For some technologies in the early stages, like algae, that will primarily mean R&D. For something like solar PV, an industry that is up and running, future cost declines are most likely to be found in a balance of accelerated deployment (continuing to drive down the costs of existing technology) and ongoing R&D (hedging against the possibility that existing technology could level off prematurely).
And finally, speaking of public policy, it’s worth noting the overall role of policy in PV’s development.
The paper references two basic sorts of policies: first, publicly funded R&D, and second, “market-stimulating policies,” which create legal or economic incentives for private actors to research, develop, and invest in technologies.
When people think about tech innovation, they tend to think about the former, about scientists and engineers in government labs.
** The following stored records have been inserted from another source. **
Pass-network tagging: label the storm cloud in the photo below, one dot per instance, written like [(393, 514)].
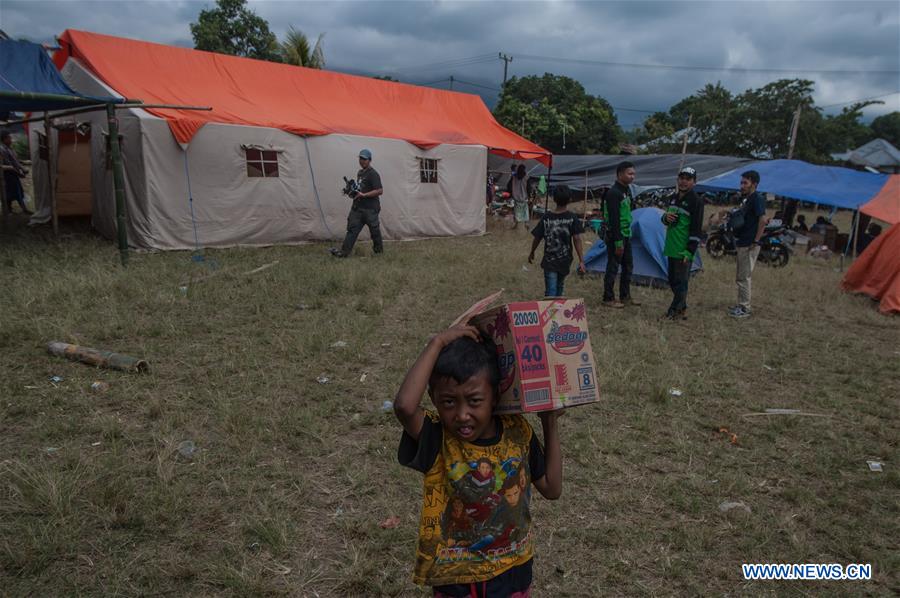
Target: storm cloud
[(851, 50)]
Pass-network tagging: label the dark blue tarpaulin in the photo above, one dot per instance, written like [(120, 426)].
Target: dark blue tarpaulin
[(827, 185), (648, 236), (26, 70), (652, 170)]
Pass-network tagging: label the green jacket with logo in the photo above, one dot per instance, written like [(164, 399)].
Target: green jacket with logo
[(617, 213), (683, 235)]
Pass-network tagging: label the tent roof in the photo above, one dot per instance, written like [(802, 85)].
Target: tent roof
[(298, 100), (652, 169), (829, 185), (878, 153), (25, 70), (648, 238), (886, 204)]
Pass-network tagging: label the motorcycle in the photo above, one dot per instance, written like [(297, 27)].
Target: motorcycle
[(773, 249)]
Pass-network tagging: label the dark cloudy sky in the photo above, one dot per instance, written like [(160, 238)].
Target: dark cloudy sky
[(850, 49)]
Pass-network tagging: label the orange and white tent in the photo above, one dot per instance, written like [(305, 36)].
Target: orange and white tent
[(265, 165), (876, 272)]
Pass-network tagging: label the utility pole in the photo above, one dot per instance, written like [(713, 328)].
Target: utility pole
[(789, 207), (794, 126), (684, 141), (506, 60)]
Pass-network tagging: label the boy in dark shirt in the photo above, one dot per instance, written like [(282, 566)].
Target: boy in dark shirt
[(560, 230)]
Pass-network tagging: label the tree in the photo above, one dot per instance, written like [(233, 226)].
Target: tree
[(232, 28), (295, 50), (757, 123), (542, 108), (887, 127)]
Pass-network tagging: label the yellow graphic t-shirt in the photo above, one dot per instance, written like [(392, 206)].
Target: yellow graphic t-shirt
[(475, 521)]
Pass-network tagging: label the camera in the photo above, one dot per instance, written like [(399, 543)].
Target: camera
[(351, 188)]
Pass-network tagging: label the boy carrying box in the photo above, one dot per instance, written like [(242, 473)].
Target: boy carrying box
[(475, 530), (559, 229)]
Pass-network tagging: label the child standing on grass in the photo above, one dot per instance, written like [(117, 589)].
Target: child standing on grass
[(560, 230), (475, 530)]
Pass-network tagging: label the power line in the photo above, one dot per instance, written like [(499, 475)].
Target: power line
[(884, 95), (476, 84), (445, 64), (701, 68)]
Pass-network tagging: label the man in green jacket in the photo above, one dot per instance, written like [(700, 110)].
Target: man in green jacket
[(617, 214), (684, 225)]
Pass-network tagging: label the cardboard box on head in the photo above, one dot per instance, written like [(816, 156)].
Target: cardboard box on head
[(544, 350)]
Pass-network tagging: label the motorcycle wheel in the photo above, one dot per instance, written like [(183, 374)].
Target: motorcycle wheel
[(715, 247), (778, 257)]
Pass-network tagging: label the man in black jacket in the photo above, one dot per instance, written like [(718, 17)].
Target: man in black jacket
[(366, 207)]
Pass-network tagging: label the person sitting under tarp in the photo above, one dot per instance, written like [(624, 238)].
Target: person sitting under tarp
[(871, 232), (12, 172)]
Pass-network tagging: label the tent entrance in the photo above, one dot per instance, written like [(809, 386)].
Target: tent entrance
[(74, 192)]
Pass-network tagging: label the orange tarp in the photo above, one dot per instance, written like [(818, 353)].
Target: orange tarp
[(886, 205), (299, 100), (877, 271)]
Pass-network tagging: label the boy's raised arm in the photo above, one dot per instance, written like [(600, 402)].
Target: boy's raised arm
[(550, 486), (407, 404)]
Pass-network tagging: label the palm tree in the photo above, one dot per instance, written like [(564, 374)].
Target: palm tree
[(295, 50)]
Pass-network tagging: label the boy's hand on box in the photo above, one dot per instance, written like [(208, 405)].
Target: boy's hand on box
[(551, 417)]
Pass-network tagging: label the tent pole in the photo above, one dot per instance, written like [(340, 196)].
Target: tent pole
[(547, 197), (684, 142), (127, 106), (51, 183), (118, 181), (853, 235), (584, 210), (3, 195)]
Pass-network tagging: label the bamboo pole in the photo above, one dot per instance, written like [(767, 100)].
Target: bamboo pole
[(51, 182), (794, 126), (118, 181), (684, 142), (98, 357), (117, 107), (584, 210), (3, 195)]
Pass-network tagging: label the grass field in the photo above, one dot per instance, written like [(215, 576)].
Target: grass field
[(290, 477)]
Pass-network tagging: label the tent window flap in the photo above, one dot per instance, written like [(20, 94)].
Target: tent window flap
[(261, 163), (428, 170)]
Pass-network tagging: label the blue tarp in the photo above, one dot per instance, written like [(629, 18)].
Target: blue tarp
[(648, 236), (652, 170), (828, 185), (25, 68)]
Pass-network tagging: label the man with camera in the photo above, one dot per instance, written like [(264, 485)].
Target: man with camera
[(748, 223), (366, 207), (684, 222)]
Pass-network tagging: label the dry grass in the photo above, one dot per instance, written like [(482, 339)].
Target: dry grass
[(291, 477)]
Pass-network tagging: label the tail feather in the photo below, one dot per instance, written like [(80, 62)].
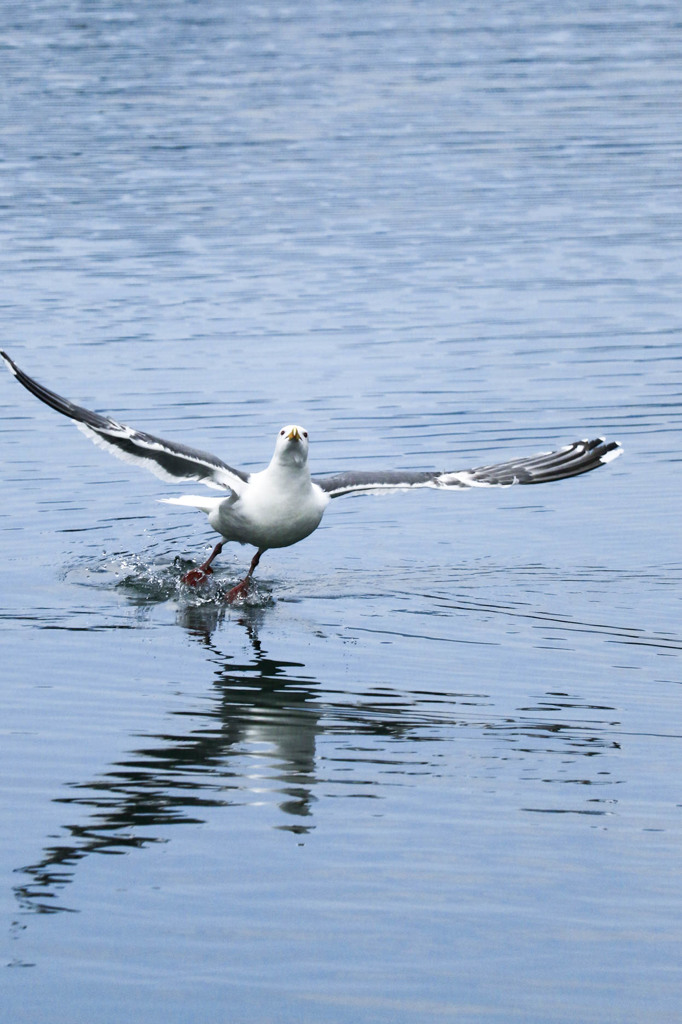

But it turns out to be the latter doing the bulk of the work.
“Market-stimulating policies have played a central role in driving down the costs of PV modules,” the team notes, “with private R&D, economies of scale, and learning-by-doing together contributing an estimated 60% of the cost decline in PV modules between 1980 and 2012.“
That’s worth repeating: policies that create incentives for private investors to develop and deploy solar panels are responsible for well over half of the decline in solar PV costs. Most of the rest is public R&D.
Recently, there’s been a great deal of interest among wealthy Silicon Valley types in funding private R&D for clean energy tech. There is a quasi-libertarian pretense among that crowd that government is slow and inefficient.
But this research shows that public policy can be incredibly effective in creating the market conditions in which individuals can innovate. The tech-entrepreneur galaxy brains behind various (laudable) clean energy investment schemes would do well to study it.
The real lesson of solar PV is simple: We know how to make clean energy cheap. We’ve done it. We can do it again if we want.